The belief that shorter people are inherently less intelligent appears to be an artifact. For example, if we look at periods of exceptional intellectual achievements, they were also periods of short height. The ancient Egyptians and Greeks, the Elizabethan period and Renaissance, 16th C Holland, and two dynasties in China were relatively short compared to modern Europeans and North Americans. (Most of these populations averaged between 5’4” and 5’7”.)

In addition, many of the world’s most creative people have been short or not much
over 5’7”. Examples in literature and science include Alexander Pope, John Keats, Tennessee Williams, William Faulkner, Steinmetz, Einstein, Millikan, Michelson, McClintock, Buckminster Fuller, and Madam Curie. Famous artists include Picasso, Juan Miro, Thomas Benton, William Hogarth, Salvador Dali, and Michelangelo. In music, Mozart, Beethoven, Mahler, and Stravinsky were also short by today’s standards. Many of these high achievers were less than 5’3”.

As far as athletes go, gymnasts, ice skaters, divers, and marathon runners tend to be short. A Finnish study showed that a number athletic categories were shorter compared to the average military recruit. For example, boxers, long-distance runners, cross-country skiers, wrestlers and weightlifters averaged shorter than military recruits. The weightlifters were almost 2 inches shorter.

It’s sad that scientists, NGOs and governments have ignored the dangers of a world of increasingly large people. Not only does promotion of taller height promote obesity and poor health, but it also threatens the future of humanity. The reason is that bigger body size comes with a cost. A world population of bigger people consumes more food, water, energy and raw materials. It also produces more waste, destroys more forests and animals, and promotes rising ocean levels and air pollution.

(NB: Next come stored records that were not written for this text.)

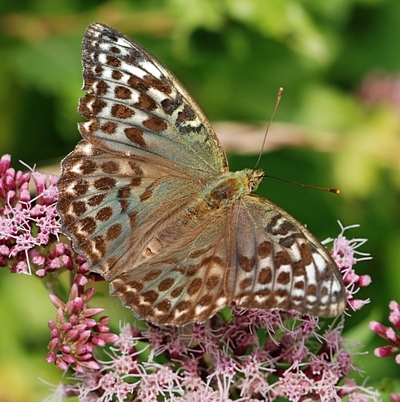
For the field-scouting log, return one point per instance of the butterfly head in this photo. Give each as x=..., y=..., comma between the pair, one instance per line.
x=254, y=178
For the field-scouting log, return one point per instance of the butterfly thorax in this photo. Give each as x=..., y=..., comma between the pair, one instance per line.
x=231, y=186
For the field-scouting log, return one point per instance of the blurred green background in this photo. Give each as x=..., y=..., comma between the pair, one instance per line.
x=339, y=126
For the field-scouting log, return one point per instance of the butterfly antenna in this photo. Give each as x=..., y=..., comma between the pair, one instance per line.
x=278, y=100
x=331, y=190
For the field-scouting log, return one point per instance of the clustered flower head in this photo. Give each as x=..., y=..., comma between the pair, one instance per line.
x=344, y=252
x=228, y=358
x=239, y=354
x=30, y=226
x=75, y=332
x=243, y=355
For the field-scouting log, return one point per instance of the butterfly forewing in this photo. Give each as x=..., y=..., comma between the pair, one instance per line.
x=147, y=198
x=134, y=104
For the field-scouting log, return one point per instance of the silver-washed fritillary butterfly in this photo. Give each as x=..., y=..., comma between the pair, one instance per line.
x=148, y=199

In conclusion, the higher performance and pay of taller people is based on the social and economic advantages our society bestows on them. In addition, taller people are more often from higher income families to start with. This was shown by research that showed people who spent one or more of their three life phases in working class environments were shorter than those who spent all three phases of their lives in higher classes.